When he lifted his head, she could see that his eyes were watery.
“It must have been sad,” she ventured.
He straightened himself, made his
back rigid. “Oh.” He waved his hand, a gesture somewhere between disgust and impatience. “People with their sentimental memories and religious comforts. When I die, I hope—” He stopped abruptly.
She couldn’t imagine it, even with his noticeable ageing. He was too stubborn, too busy, to die.
He picked up his glasses once more and put them on, examining his mail with intense displeasure. “They all want my money.” He held up a piece of mail. “The Society of Lithuanian Oboists. Ha! They haven’t done their research.” He tossed the mail away, shaking his head. “Oboists.”
Lucy smiled.
She wouldn’t ask him about Grandma’s ashes or demand an apology for what happened in Prague or for anything else. And he’d be upset about her playing again, and upset if she didn’t, because either way it wouldn’t happen according to his plan, and it was too late for it to be his any more. Or Great-Uncle Kristoff’s.
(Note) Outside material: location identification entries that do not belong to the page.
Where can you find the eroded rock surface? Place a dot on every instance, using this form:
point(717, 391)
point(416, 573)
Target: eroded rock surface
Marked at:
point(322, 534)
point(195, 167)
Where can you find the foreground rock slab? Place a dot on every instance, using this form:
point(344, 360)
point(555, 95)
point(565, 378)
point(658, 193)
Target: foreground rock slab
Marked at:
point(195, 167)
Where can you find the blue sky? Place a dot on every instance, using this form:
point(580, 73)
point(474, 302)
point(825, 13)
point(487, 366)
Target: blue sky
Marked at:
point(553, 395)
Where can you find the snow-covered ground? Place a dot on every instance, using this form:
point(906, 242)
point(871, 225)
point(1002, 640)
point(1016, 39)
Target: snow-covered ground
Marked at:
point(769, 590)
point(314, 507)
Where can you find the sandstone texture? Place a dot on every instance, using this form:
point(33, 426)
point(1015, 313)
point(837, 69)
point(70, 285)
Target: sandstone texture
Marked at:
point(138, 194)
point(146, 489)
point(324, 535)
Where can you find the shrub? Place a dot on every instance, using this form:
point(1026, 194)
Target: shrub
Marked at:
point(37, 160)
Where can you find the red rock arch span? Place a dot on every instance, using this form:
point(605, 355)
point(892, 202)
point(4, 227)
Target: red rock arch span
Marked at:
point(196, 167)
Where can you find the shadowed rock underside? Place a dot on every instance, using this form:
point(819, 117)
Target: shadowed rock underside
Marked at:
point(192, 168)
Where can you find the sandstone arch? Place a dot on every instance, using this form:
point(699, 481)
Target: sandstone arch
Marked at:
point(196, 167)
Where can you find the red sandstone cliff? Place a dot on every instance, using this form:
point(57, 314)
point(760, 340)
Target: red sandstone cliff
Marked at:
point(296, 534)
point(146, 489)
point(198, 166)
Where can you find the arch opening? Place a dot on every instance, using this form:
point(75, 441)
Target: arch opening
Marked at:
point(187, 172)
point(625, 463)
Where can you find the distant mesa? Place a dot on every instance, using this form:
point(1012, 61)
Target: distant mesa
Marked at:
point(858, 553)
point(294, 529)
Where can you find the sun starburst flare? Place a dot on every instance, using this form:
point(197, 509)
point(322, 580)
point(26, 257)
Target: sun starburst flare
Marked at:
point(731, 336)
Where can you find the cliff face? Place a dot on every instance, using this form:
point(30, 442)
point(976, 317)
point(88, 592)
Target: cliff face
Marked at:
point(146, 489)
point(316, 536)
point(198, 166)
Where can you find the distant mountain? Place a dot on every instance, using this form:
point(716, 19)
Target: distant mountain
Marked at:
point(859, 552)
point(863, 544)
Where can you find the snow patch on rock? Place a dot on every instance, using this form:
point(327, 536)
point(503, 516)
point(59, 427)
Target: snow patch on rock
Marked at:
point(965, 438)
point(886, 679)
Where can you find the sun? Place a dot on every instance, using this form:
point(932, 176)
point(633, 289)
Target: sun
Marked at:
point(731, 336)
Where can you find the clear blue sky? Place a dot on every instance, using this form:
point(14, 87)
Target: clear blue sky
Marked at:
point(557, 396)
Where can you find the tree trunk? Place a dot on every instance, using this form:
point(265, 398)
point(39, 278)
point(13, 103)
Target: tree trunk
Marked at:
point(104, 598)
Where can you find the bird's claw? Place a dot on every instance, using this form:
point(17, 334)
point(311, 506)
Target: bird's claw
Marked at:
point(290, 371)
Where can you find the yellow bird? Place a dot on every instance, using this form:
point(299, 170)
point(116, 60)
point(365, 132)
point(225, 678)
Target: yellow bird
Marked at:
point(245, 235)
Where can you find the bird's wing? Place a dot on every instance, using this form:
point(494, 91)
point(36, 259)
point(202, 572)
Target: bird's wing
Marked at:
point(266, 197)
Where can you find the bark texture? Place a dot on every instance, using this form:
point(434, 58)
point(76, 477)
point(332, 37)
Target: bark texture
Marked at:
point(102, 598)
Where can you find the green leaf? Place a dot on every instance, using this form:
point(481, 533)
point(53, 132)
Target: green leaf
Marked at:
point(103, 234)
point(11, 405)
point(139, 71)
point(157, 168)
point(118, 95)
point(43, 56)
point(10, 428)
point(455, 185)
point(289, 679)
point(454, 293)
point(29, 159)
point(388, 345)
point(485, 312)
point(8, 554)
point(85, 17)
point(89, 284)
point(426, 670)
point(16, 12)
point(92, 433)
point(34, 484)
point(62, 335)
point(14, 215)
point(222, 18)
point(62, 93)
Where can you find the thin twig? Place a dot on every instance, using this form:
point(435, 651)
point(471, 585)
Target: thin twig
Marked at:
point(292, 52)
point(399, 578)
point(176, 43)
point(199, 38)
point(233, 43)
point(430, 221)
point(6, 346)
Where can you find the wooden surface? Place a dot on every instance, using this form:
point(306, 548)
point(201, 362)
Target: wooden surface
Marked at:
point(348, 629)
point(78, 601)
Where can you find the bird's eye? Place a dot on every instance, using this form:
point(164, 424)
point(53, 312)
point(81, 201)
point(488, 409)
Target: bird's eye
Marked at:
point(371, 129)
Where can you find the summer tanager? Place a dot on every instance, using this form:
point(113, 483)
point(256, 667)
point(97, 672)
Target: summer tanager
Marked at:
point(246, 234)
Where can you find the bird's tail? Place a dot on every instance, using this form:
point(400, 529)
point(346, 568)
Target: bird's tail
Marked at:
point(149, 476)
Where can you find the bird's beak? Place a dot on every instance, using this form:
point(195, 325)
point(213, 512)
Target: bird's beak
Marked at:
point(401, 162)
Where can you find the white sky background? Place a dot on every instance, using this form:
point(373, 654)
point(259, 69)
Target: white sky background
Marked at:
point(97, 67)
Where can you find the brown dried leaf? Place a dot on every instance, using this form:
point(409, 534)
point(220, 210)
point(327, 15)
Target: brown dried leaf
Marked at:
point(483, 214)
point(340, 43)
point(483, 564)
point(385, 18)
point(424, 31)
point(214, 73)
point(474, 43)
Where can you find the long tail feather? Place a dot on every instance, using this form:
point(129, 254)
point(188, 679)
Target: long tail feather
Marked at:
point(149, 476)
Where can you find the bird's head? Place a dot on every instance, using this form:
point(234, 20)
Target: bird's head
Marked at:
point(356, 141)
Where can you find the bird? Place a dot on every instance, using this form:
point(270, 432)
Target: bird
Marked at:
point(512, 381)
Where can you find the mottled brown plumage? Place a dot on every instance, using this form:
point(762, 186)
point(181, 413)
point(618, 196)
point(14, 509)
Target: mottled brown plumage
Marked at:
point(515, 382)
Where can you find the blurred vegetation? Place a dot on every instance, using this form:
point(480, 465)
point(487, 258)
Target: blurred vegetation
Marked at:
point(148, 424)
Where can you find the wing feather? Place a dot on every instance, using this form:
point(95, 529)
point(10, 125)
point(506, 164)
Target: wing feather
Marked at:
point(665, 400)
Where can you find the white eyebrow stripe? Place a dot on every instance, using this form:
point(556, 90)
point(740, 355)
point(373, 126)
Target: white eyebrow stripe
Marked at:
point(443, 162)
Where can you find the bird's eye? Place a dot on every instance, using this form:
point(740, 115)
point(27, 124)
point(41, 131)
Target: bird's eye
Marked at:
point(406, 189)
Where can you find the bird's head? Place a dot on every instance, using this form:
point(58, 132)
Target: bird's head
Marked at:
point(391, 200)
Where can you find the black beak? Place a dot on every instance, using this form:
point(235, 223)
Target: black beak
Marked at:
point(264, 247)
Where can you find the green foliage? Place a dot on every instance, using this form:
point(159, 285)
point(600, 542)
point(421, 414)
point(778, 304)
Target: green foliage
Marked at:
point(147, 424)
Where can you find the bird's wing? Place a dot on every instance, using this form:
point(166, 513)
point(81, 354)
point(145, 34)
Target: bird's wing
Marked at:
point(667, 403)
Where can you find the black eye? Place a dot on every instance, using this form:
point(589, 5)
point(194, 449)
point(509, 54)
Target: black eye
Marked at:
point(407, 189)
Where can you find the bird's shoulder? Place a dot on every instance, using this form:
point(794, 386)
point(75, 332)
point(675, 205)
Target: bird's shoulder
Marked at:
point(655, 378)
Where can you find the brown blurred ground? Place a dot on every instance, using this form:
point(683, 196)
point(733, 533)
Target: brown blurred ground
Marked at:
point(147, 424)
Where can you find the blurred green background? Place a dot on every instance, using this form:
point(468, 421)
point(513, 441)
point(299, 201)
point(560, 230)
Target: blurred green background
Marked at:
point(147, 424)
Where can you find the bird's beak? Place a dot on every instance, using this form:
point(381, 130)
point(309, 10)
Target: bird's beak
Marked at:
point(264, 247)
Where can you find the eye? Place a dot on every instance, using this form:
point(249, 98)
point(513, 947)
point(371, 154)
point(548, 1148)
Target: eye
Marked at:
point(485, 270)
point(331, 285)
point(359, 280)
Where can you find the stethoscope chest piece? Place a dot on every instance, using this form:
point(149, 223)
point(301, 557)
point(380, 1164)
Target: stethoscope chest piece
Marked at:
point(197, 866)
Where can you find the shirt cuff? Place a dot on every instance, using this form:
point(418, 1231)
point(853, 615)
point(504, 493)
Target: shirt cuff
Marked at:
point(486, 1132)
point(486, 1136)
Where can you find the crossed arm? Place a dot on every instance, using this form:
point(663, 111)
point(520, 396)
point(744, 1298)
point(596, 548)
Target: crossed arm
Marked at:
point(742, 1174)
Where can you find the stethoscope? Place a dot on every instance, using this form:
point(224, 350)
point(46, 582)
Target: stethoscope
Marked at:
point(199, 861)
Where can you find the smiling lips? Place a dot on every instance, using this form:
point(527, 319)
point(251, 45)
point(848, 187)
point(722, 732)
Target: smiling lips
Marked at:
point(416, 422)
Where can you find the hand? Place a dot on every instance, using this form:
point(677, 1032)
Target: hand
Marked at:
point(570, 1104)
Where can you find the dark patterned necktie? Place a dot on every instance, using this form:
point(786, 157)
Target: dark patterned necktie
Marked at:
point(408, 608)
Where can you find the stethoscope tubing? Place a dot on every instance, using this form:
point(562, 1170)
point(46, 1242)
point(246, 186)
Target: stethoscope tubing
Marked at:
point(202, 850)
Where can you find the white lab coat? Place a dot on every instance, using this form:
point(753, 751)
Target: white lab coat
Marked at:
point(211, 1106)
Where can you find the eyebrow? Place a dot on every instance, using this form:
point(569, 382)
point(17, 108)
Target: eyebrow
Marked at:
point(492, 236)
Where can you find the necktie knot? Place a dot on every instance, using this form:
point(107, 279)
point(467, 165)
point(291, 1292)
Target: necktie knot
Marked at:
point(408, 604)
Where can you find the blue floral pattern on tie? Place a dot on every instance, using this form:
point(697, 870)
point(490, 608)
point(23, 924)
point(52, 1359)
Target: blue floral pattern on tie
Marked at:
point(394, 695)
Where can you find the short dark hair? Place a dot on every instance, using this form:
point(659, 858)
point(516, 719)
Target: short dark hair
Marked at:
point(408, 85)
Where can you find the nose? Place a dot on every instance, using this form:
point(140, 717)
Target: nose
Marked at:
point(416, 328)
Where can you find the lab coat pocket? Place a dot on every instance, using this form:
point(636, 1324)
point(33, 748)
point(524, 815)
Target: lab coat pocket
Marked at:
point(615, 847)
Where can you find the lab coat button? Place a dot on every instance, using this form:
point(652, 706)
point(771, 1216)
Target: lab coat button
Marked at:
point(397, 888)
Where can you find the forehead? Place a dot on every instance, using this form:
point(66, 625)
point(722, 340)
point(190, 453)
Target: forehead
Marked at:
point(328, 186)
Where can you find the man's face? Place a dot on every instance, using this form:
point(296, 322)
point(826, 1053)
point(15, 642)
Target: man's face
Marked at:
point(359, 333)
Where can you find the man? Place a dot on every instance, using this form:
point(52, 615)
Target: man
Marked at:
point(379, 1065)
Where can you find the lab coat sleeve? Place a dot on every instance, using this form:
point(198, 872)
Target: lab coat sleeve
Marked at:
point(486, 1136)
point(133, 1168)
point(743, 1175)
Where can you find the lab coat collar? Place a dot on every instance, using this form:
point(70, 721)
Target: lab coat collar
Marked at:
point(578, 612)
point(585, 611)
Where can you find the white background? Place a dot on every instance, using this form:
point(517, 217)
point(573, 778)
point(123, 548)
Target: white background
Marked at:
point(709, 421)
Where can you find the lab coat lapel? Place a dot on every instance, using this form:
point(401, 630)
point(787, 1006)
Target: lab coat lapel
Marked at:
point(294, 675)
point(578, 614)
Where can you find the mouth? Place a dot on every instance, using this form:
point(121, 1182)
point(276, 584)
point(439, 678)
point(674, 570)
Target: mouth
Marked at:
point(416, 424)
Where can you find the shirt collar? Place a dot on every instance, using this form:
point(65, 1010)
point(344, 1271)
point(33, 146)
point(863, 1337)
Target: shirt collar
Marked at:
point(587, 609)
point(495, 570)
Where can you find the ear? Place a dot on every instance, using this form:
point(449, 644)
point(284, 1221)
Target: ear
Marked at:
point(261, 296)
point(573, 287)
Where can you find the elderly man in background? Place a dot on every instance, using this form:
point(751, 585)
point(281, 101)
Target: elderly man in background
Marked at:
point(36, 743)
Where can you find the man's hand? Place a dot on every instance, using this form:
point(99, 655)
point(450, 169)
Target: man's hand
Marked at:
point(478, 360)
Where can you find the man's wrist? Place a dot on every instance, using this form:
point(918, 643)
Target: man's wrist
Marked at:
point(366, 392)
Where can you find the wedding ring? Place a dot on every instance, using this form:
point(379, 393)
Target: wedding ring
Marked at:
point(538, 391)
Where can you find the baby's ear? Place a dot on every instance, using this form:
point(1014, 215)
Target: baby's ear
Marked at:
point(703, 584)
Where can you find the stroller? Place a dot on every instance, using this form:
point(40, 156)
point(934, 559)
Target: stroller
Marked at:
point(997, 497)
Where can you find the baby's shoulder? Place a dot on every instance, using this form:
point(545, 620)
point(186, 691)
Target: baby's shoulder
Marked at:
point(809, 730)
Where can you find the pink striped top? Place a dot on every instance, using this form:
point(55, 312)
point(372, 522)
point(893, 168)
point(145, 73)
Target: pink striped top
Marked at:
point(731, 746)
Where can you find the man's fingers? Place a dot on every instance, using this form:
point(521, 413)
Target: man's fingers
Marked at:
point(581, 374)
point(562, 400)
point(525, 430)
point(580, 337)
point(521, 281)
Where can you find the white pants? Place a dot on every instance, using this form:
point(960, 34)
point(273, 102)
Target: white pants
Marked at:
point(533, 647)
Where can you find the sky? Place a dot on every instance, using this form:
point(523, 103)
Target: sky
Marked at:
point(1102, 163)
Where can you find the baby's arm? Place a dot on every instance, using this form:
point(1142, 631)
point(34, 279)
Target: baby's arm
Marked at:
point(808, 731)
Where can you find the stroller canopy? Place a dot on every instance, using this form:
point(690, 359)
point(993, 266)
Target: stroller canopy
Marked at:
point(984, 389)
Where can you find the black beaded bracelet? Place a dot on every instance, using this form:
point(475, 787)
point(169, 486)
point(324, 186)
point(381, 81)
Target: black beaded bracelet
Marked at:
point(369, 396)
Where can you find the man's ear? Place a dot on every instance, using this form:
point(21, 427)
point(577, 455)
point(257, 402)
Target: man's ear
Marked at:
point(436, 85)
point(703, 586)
Or whoever’s. Yes, he was busy, and he was stubborn, but he wasn’t that strong. He’d leaned heavily, his whole life, on these things that weren’t his own.
Lucy added that to the list of things she didn’t want for herself.
And her grandfather to the love list, the one she made at the coffee shop for Will, even though, as he said, people were complicated.
Wednesday came and went, and Lucy still didn’t talk to her mother. They exchanged words, about practical things and insignificant things, but they didn’t talk. There’d been chances. But when those chances presented themselves, the words Lucy had practised in her head wouldn’t come out of her mouth.
Will didn’t come; he had some commitment he’d made before taking the job with Gus.
Lucy and Will had an ongoing text conversation. They asked each other about their days, sent their status updates. Wednesday night he sent her a picture of a vegan cupcake he was about to eat, and she sent him back a picture of the page in her calculus book she was stuck on.